How They Let Dord Into the Dictionary
Category: Linguistic Quirks 15th May 2026
Listen: dictionaries are supposed to be the grammar police, solemn and sensible, like judges in tweed. So imagine the national word bible accidentally printing a word that never existed, then letting it live there for more than a decade. That is the splendidly daft tale of 'dord'.
In the 1930s, an editor compiling index cards misread an entry. Someone had scribbled 'D or d' as an abbreviation indicating that the letter D might be used as a symbol for density. The spacing looked like a single mysterious word: dord. Rather than toss the card back into the pile and mutter something choice about handwriting, the dictionary team filed it as if it were legitimate vocabulary.

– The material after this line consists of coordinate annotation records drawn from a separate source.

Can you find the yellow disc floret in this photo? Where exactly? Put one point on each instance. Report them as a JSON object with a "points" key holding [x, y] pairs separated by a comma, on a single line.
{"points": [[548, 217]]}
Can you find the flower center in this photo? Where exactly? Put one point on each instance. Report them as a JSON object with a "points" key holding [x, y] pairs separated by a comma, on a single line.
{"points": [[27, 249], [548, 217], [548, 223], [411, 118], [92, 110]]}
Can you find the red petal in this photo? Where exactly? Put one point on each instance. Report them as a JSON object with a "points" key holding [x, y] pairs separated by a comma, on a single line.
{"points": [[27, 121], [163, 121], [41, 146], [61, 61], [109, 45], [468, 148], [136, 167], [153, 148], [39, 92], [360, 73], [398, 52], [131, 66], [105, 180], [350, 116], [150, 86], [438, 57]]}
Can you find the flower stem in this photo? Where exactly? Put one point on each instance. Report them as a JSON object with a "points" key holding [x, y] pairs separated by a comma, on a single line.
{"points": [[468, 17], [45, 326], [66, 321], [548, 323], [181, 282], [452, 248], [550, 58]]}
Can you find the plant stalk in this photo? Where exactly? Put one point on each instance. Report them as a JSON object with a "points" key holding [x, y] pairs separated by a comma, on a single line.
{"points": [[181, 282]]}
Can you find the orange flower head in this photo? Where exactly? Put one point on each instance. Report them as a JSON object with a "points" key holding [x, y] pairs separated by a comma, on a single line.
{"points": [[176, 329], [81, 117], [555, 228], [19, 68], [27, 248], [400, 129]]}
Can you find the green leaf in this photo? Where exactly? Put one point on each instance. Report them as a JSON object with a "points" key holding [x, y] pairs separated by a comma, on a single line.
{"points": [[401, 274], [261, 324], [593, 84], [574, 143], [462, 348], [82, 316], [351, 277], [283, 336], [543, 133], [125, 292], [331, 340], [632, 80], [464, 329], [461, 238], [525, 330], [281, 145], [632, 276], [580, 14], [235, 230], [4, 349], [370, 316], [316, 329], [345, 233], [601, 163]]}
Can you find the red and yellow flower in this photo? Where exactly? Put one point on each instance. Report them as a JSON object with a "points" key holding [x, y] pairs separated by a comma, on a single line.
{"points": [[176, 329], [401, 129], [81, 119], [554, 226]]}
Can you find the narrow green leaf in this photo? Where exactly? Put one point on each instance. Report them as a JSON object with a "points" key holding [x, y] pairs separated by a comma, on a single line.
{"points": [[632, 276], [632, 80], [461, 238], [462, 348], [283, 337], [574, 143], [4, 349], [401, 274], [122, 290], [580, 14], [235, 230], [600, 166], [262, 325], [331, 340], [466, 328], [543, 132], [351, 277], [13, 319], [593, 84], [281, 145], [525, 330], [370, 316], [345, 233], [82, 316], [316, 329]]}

So 'dord' appeared in Webster's New International Dictionary as a noun meaning density. It was, in the strictest sense, a ghost word: born from a typographical or clerical mistake and haunting the pages of a respected reference work. It lingered for years because the dictionary was compiled from piles of paper slips and proofreaders believed the entries were researched words, not optical illusions born of bad penmanship.
The error was eventually discovered and excised, but not before 'dord' enjoyed a run of infamy that lexicographers still relish telling. The episode is not merely comic; it exposes how much human labour sits behind our 'authoritative' lists of words. Slides, slips, and indecipherable handwriting can conspire to create linguistic spectres.
People think words arrive by divine inspiration or street slang; sometimes they arrive because someone misread a biro. These ghost words are smaller cousins to urban myths about dictionaries inventing language. They also remind you that language is a human project, fallible and exuberant. If that does not make you feel better about your own typos, I do not know what will-apart from perhaps a stiff coffee and the comforting knowledge that even the guardians of words can be outwitted by a badly placed space.